Dokter ‘Bencana’
Interaksi saya dengan Pak Husni Tanra berlangsung dalam rentang waktu yang sangat panjang. Ya, bermula sejak saya menjadi wartawan kampus “Identitas” pada tahun 1975. Sebagai kuli tinta kampus, ‘nyaris’ tidak ada aktivis mahasiswa Unhas pada masa itu yang saya tidak hafal di luar kepala. Begitu pun para aktivis rata-rata tetap mengenal saya.
Tetapi interaksi saya dengan Pak Husni Tanra yang serius terjadi ketika ada bencana alam. Pada tahun 1992 Flore dilanda gempa dan tsunami dahsyat. Ribuan orang jadi korban dan rumah rata dengan tanah, terutama desa di pinggir pantai.
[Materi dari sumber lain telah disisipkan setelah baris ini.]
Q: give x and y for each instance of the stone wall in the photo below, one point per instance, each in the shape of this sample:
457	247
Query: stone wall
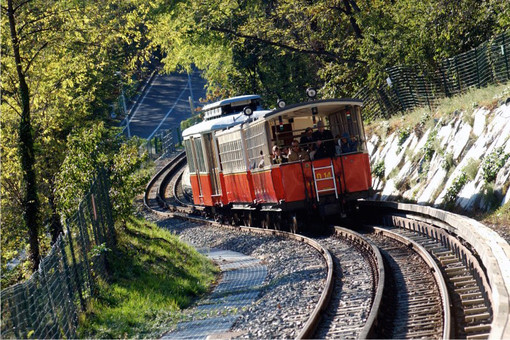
461	161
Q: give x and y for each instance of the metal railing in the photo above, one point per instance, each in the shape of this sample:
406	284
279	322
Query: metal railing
408	87
47	304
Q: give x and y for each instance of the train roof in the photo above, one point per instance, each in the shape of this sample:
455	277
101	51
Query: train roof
230	106
324	107
227	101
222	123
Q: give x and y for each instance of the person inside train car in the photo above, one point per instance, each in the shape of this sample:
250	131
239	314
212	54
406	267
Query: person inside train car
306	140
278	158
348	144
344	143
324	142
296	154
353	144
261	162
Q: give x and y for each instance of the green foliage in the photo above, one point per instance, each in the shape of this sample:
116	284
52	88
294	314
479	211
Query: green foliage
448	161
154	276
403	134
98	147
379	169
70	51
452	192
275	48
190	122
493	163
429	148
471	168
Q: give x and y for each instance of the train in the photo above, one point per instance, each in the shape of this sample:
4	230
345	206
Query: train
278	167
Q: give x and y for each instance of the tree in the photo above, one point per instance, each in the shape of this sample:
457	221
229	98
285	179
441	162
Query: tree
58	72
29	201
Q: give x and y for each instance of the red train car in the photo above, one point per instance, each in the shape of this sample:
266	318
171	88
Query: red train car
321	167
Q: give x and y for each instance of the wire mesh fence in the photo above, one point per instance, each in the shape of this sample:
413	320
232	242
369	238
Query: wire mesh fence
410	87
47	305
163	144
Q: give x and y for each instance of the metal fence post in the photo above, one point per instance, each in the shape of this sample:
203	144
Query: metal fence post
505	56
75	266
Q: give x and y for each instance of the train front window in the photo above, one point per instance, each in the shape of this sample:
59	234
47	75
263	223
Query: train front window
189	155
200	156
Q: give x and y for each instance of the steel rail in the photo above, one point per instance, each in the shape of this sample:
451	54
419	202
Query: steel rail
491	258
312	322
436	271
379	275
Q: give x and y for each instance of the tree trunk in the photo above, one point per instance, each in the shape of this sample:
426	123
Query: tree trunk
56	227
30	202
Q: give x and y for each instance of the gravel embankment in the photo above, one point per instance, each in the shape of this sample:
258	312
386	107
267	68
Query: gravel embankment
296	274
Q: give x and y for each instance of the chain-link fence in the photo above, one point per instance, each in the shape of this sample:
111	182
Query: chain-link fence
410	87
47	305
163	144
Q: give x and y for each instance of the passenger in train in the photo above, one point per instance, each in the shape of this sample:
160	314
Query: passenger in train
324	142
344	143
348	144
306	140
261	161
296	154
278	158
353	144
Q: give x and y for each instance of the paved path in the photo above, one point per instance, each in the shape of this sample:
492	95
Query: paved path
239	287
165	103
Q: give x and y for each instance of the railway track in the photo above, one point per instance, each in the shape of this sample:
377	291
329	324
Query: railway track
443	286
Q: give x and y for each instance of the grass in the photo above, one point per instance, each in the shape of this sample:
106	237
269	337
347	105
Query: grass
153	277
423	118
499	217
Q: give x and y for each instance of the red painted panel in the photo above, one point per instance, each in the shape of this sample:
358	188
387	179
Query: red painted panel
276	177
263	186
292	180
224	198
356	172
239	188
195	187
205	180
325	176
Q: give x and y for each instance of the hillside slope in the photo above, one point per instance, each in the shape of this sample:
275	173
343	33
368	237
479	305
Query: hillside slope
458	160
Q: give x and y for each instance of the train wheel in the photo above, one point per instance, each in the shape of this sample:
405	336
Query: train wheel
253	219
294	223
277	221
266	220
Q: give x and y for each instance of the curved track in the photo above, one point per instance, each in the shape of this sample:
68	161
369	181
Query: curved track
449	289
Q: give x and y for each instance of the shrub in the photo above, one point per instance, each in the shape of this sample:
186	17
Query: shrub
493	163
379	169
452	192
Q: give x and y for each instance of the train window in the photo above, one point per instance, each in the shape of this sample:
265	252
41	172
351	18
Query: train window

Selama beberapa di Maumere dan Ende saya bersama dengan Pak Husni Tanra dan tim medis Unhas-Provinsi Sulsel melaksanakan bakti sosial kemanusiaan di Pulau Flores yang dihantam gempa bumi dan tsunami 12 Desember 1992. Keikutsertaan saya dalam tim ini merupakan awal kolaborasi fungsional saya (sebagai jurnalis) dengan kegiatan penanganan bencana alam yang dilaksanakan Pak Husni Tanra.
Pada tanggal 21 dan 23 Desember 2016, Kota Bima dihajar banjir bandang yang mengakibatkan kota itu bagaikan tempat pembuangan akhir (TPA) sampah. Kiriman kayu dari gunung dan sampah kota berbaur menjadi satu.
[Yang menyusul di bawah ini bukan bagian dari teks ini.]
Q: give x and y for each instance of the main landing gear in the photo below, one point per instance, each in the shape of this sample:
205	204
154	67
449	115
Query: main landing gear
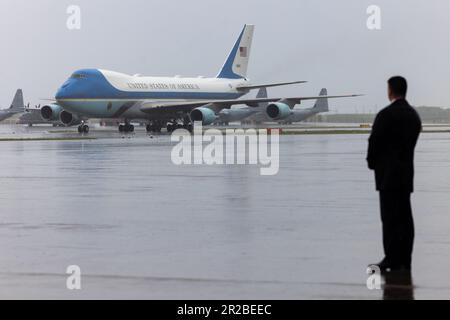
174	125
126	128
83	128
155	127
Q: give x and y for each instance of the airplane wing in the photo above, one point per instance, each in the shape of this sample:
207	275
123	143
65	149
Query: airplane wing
217	105
268	85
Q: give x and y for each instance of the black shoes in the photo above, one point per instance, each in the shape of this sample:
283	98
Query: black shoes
387	266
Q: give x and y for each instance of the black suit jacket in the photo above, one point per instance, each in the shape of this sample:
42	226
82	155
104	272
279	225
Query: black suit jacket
391	146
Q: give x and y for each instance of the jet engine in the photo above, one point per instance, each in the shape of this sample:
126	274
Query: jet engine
51	112
69	119
205	115
278	110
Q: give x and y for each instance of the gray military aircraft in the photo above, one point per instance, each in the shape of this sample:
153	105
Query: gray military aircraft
16	107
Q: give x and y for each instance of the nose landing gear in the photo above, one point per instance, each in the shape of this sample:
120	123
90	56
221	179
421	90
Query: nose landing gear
83	128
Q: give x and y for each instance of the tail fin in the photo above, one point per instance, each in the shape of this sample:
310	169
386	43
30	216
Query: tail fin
17	103
235	66
322	103
262	93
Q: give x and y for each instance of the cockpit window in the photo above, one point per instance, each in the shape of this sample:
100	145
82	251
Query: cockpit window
78	76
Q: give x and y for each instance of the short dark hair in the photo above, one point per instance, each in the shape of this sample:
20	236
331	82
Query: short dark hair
398	86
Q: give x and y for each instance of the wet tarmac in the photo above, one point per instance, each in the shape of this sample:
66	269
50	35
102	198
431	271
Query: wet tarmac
141	227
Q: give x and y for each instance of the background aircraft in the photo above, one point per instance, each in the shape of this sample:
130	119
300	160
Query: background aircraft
17	106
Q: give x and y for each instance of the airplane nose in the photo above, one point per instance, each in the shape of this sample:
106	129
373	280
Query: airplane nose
59	94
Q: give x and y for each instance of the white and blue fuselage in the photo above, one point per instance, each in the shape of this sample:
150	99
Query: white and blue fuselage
99	93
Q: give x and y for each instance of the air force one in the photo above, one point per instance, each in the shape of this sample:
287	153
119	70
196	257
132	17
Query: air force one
171	102
17	106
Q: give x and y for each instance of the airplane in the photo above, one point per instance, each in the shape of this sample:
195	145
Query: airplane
164	101
17	106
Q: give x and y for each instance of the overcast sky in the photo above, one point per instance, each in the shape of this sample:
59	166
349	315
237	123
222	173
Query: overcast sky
323	41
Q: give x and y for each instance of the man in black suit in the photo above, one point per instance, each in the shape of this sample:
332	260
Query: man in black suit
392	142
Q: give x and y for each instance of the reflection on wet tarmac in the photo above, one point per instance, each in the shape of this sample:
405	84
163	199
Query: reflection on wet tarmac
138	226
398	285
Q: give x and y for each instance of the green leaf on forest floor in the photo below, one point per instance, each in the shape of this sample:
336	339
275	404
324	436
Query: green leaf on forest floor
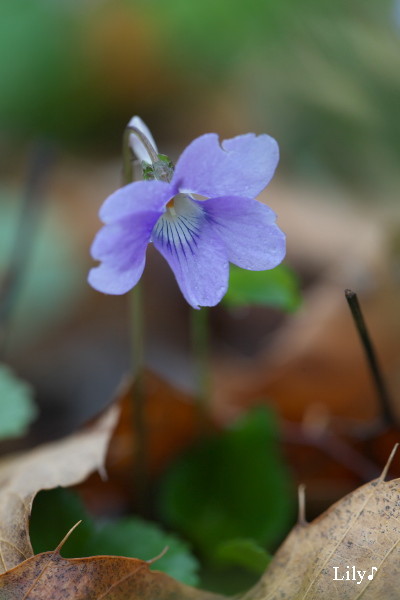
17	409
244	553
277	288
56	511
231	485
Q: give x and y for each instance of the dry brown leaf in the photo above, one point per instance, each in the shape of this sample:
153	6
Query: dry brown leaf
49	576
362	531
61	463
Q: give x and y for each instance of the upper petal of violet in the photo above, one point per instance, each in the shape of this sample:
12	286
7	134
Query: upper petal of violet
240	166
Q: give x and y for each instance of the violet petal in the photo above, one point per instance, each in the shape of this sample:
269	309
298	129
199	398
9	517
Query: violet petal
249	232
240	166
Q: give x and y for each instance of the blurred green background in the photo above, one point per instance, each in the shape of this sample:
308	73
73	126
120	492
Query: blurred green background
322	77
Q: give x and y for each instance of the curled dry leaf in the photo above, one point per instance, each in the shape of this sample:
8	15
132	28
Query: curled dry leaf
61	463
362	531
48	575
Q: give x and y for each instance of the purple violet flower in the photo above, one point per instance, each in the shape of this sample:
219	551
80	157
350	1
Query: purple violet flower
197	237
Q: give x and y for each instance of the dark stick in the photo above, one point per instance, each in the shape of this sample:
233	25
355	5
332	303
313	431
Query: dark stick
380	386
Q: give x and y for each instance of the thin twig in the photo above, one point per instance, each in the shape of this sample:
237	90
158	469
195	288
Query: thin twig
383	395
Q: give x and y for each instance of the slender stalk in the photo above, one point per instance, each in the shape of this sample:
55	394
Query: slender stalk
140	473
383	394
41	160
200	341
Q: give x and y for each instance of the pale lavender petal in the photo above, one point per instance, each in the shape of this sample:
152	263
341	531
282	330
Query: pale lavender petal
194	252
240	166
121	247
248	229
136	197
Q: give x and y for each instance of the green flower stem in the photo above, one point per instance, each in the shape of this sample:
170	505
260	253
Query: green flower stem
140	472
200	341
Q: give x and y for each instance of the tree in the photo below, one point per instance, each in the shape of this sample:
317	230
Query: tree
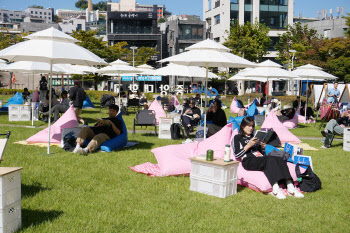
249	41
302	39
348	24
81	4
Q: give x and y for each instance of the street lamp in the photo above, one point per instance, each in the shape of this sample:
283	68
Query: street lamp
133	62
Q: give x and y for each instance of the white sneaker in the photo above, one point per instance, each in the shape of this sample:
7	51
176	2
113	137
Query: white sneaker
296	194
279	194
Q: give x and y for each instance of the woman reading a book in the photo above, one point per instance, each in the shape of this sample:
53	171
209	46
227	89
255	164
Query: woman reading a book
251	152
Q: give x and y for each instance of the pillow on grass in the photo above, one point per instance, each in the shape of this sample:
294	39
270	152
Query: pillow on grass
173	159
217	142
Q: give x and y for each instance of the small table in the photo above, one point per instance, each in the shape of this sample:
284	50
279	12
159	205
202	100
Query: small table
10	204
216	178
Mengetahui bencana itu melalui media, saya pun mengontak Pak Husni Tanra melalui telepon dan memberi tahu perihal musibah ini. Saya jarang menelepon beliau jika tidak penting. Makanya, begitu teleponnya berdering dan mengenali nomor yang masuk beliau langsung diangkat.
“Tunggu, saya kontak Jepang dulu,” kata Pak Husni Tanra yang menjabat Presiden “Association of Medical Doctor of Asia” (AMDA) Indonesia.
“Tetapi bersiap-siap saja,” sambung Pak Husni Tanra.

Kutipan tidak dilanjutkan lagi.